Who is he fooling? He’s not a courtly god. While Envy has skill in sweeping both sexes off their feet, Anger is terrible at it. He’s been floundering all evening.
And his mouth has a mind of its own, because it’s impossible to pretend around her.
“Do I look like an impressionable human to you?” he sneers. “I don’t care how we get there, you confounding female. Just pick one.”
“Okay, but the question was rhetorical.”
Fates almighty. This woman.
Inside the building, stairs corkscrew up the middle. Anger and Merry hike to the roof, surrounded by a cluster of gables and architectural summits dipping and rising from one dwelling to the next.
Beneath a skyline drizzled in the same color as Merry’s hair, the archers cavort from precipice to precipice. She drives her skateboard, gaining momentum and then soaring, executing a series of impulsive—and impressive—spins and flips. And beside her, Anger runs, leaping from ledge to ledge.
At one point, she’s laughing, and he’s…what? What is he doing?
“Is that a smile?” Merry baits.
“Mind your business,” he says.
What’s wrong with him? He needs to charm better, or this heart-breaking business will never work.
She drives the board across one more rift, landing with him on a rooftop fringed in hedges and potted trees. It’s the top of the observatory, with the planetarium at its hip.
Kicking the board to the side, Merry grabs Anger’s weapons—will she stop doing that?!—and stashes them in a high basket. Taking his hand, she drags him onto a lane of ferns and bushes, beyond which he sees a trickle of light.
They navigate the gravel paths, little nooks emerging here and there.
Illumination in every corner. Candles and votives. Twinkling garlands bouncing off the sunrise, the residences, and Malice’s library on the west side.
The same colors of the carnival. Gentle hues of blue, purple, and pink.
The lane opens to the deck’s hub. A makeshift lawn, where a pair of heavily cushioned lounge chairs rest side by side. A mobile of globes hangs from a trellis. Beyond that, a hammock loops across one of the shrouded alcoves.

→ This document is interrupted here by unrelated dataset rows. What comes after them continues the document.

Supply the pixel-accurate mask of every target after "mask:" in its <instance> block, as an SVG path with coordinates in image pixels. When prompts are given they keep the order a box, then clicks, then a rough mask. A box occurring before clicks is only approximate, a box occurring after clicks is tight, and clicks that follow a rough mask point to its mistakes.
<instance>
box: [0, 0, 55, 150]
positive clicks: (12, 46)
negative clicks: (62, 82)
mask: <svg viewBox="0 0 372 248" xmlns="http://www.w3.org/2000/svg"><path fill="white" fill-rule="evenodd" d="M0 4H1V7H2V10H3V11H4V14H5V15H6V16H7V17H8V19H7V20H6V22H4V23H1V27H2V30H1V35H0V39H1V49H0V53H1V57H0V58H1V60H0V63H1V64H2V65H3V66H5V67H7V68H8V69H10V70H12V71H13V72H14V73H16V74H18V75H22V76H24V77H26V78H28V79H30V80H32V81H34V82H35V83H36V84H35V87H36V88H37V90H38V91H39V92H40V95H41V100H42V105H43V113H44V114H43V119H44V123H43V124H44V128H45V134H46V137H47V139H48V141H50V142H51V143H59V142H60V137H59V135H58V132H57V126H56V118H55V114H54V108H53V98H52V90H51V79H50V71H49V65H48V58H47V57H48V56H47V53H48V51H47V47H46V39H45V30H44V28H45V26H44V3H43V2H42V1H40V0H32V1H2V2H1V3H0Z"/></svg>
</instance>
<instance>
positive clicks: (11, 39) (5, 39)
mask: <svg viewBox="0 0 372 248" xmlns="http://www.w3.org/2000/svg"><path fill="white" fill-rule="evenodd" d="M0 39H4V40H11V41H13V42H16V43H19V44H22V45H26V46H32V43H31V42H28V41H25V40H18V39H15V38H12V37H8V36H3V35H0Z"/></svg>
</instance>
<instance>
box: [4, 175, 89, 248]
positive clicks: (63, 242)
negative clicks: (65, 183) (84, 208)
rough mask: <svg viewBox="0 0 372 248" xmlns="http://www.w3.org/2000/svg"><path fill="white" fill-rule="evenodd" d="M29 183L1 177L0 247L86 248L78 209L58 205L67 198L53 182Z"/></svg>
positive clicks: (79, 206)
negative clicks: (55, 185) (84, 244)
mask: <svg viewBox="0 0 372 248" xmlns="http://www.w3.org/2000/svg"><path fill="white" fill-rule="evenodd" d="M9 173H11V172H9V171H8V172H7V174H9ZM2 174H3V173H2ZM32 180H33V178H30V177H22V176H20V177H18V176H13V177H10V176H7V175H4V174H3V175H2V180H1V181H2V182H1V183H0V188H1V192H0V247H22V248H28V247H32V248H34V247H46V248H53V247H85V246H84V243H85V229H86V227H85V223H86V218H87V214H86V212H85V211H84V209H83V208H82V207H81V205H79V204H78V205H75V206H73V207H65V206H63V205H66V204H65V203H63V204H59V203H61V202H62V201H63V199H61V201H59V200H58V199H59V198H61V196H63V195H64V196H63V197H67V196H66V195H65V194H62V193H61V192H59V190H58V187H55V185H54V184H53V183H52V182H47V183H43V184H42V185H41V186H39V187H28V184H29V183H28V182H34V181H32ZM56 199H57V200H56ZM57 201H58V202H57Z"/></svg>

Above the double doors to Merry’s garret, a neon sign readsHome.
He hadn’t noticed the details before. He can’t stop staring at the sign.
Not until Merry skips ahead of him, her dress swirling. The sight draws his gaze as she folds her hands into a rosebud. “How’s this for our very own Peaks?”
As dawn bleeds around them, the skyline glints from a million windows, and flames blossom from the votives. Merry disappears and returns with a tray of steaming mugs, wafting with the scent of herbal tea. When she offers the first one to Anger, unworthiness flits through him. The ceramic fills his palms, replacing the emptiness there.
They convene on the lounge chairs, where he cradles the tea hard. Possessively hard.
Merry kicks off her sneakers. She stretches along the chair, wraps herself in a throw blanket, and stares at the heavens. “At this hour, it looks like sherbet up there. I could scoop the sky with a spoon.”
As she admires the sky’s yawning colors, he follows the tendril of pink licking her profile. Her nose is too piggish. She dresses gaudily, like a wedding cake, and there are split ends in her hair, which is too thin and mussed. There’s that gap in her teeth. And when she talks, she sounds like a shrill whistle.
She’s far from flawless. So why is he gawking?
Anger matches her position, crossing his arms under his head. “What would you do with a scoop of the sky?”
“Eat it,” she replies. “Or no, I’d feed it to someone who needs it.”
He chuckles. “That’s too generous for a deity.”
Her face slumps toward his. “We’re not those kinds of deities anymore, Anger.”
It’s difficult to hold her gaze, but he can’t say why. It’s even more detrimental to hear his name caught between her lips.